Cappy stood up to refill the waterskin, when he tripped over a rock and went sprawling face-first toward the ground. Amazingly, he managed to both hold on to the baby as he fell and save it from being squished under his
stony body. The waterskin, however, wasn’t so lucky.
“Ouch,” Cappy said. Only it sounded like oumnch because his face was buried in the grass. He slowly raised his body to reveal the poor, tattered waterskin.
“Oh, no!” Cappy said, picking up the remains of the baby’s makeshift bottle and holding it out for all to see. Then he started to cry. It was the flutterby all over again.
I tried to tell him not to worry. We had another waterskin and could use it if we had to—although the idea of sharing drool with Cappy and a baby was beyond gross to me. My tongue felt fuzzy just thinking about it.
Cappy continued to cry despite my reassurances. Then something remarkable happened. The waterskin rose up from Cappy’s hands into the air, floating just above the baby’s head. The baby stretched out its pudgy fingers toward the makeshift bottle, but it just continued to float.
“What’s happening?” Jez asked.
Cappy even stopped crying, mesmerized by the floating bottle. Then the gaping tear in the waterskin began to mend. It was like watching a zipper zip itself up. In a matter of moments, the skin was repaired, good as new, and floated back into Cappy’s hands.
“Okay, who did that?” I asked, looking accusingly at Jezebel.
“It wasn’t me!” she said.
“Cappy?” I asked in wonder.
“Cappy no do magic,” he answered. He was already refilling the waterskin with milk from the goat.
“Goat?” I asked. Hey, I’d seen animals do stranger things. The goat only bleated and continued to munch its patch of grass.
Then the baby giggled, actually giggled at me.

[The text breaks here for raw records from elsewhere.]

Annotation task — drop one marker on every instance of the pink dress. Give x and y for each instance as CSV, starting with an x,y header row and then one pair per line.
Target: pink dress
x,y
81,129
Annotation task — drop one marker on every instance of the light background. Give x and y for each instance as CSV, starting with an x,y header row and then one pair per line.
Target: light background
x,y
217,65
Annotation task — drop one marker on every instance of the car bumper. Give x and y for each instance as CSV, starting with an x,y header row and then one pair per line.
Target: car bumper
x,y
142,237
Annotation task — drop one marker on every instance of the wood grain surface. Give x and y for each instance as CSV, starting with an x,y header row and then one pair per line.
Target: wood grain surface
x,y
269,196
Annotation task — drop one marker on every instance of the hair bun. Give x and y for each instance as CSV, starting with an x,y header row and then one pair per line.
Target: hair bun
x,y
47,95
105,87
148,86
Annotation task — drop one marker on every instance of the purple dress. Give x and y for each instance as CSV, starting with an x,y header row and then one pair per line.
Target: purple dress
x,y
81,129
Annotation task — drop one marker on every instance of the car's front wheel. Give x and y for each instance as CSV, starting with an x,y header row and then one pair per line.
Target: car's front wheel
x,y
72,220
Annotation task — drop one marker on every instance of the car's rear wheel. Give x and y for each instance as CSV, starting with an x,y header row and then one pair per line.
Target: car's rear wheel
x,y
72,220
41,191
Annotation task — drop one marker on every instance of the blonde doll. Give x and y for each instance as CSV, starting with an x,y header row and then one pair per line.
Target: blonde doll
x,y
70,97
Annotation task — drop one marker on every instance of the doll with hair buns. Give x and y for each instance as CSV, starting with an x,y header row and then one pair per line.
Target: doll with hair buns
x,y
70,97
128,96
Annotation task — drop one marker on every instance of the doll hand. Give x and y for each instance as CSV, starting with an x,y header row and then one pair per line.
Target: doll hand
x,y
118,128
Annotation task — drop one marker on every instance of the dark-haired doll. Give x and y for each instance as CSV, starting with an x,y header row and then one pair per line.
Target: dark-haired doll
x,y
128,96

It blinked and wiggled its little hands, grabbing one of its feet and sucking on its toes with a big grin on its chubby pink face.
“No way,” I said.
“The baby?” Jez asked. “Maybe she’s magical. She could be a witch halfsie or something.”
“The Zâne did say it was special,” I said, staring at the baby with keen interest. A magical baby could come in very handy … if only we could figure out how to control its magic.
“You, baby,” I said. “Make that goat fly.” I didn’t have a particular interest in flying goats; really I just wanted to see another demonstration of the baby’s power. Nothing happened.